For qualified patients under 21 with pre-authorization approved, the covered services have no member cost-share. That includes diagnostic records, traditional fixed metal braces, all adjustments, repairs, removal, and the initial set of retainers. The free Medicaid evaluation is free regardless.
What does it cost if Medicaid pre-auth is denied?
If denied and you choose to proceed privately, traditional metal braces in Delaware typically run $3,000 to $6,500. Clear ceramic braces typically run $4,000 to $7,500. Stellar offers monthly payment plans, HSA/FSA payments, and sibling discounts. The free evaluation still cost nothing.
How much is an Invisalign upgrade on Medicaid?
Delaware Medicaid covers traditional fixed metal braces only. Invisalign is a full upgrade and the entire Invisalign fee is private-pay; Medicaid does not contribute toward upgrades. Invisalign in Delaware typically runs $3,500 to $7,500 depending on case complexity. Monthly financing available.
How much is a clear ceramic braces upgrade?
The difference between covered metal braces and clear ceramic braces is private-pay. The upgrade fee varies by case and is presented to you in writing before any decision. Many families upgrade only the upper arch to lower the total.
Are replacement retainers covered?
The initial set of retainers at the end of active treatment is covered. Replacements (if lost or broken later) are typically private-pay at a transparent flat rate.
What if my child ages out of Medicaid mid-treatment?

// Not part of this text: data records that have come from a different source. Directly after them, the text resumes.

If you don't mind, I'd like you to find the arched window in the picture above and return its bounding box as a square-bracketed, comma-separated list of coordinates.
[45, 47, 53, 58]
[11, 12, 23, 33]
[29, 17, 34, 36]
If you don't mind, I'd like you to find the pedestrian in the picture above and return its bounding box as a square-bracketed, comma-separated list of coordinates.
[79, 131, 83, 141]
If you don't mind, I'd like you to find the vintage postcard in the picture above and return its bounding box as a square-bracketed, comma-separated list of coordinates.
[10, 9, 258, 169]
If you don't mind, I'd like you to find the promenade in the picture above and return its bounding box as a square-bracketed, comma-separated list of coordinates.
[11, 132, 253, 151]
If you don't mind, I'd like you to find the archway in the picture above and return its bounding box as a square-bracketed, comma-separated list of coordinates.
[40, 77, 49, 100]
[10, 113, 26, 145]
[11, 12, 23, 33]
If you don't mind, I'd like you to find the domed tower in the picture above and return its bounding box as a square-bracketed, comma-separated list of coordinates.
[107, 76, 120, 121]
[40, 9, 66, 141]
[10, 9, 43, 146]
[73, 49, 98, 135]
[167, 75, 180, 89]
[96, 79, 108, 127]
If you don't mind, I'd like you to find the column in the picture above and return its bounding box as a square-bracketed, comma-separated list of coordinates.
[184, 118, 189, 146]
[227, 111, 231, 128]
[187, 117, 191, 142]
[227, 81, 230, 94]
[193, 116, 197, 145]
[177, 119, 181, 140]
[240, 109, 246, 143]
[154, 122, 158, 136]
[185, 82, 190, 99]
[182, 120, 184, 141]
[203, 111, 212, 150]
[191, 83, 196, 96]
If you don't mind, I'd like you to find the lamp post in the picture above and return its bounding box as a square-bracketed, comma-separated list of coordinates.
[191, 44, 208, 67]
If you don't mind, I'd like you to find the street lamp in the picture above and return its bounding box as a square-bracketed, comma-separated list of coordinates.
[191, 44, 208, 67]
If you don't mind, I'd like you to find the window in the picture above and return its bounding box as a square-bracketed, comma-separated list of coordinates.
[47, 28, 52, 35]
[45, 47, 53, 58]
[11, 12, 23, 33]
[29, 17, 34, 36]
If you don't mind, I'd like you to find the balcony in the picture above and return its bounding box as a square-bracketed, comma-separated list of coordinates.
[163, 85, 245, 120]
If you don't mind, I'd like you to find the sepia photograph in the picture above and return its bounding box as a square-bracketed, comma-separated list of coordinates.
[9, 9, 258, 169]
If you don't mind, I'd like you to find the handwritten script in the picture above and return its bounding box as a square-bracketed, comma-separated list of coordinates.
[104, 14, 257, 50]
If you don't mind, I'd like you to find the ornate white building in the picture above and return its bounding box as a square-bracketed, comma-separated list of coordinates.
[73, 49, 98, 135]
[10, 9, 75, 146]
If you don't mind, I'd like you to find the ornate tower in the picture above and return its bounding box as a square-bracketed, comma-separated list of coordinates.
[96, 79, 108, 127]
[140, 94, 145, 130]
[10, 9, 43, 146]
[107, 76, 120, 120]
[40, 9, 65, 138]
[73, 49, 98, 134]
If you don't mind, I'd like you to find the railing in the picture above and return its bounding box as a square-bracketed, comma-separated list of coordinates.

EPSDT coverage ends on the 21st birthday. If your child ages out during active treatment, the case is typically grandfathered to completion under the original authorization. Call as soon as you know the birthday is approaching so we can plan the timeline together.
Does Medicaid cover braces for adults in Delaware?
Adult Medicaid orthodontic coverage in Delaware is very limited and exception-based. Most adults over 21 are not eligible for the routine orthodontic benefit. Call (844) 727-2237 to discuss your specific situation - we'll be honest about whether you qualify and what financing looks like if you don't.
What financing does Stellar offer if Medicaid doesn't apply?
Monthly payment plans, most major dental insurance accepted, HSA and FSA payments, sibling and multi-patient discounts, and a transparent written estimate at the free consultation with no surprise fees.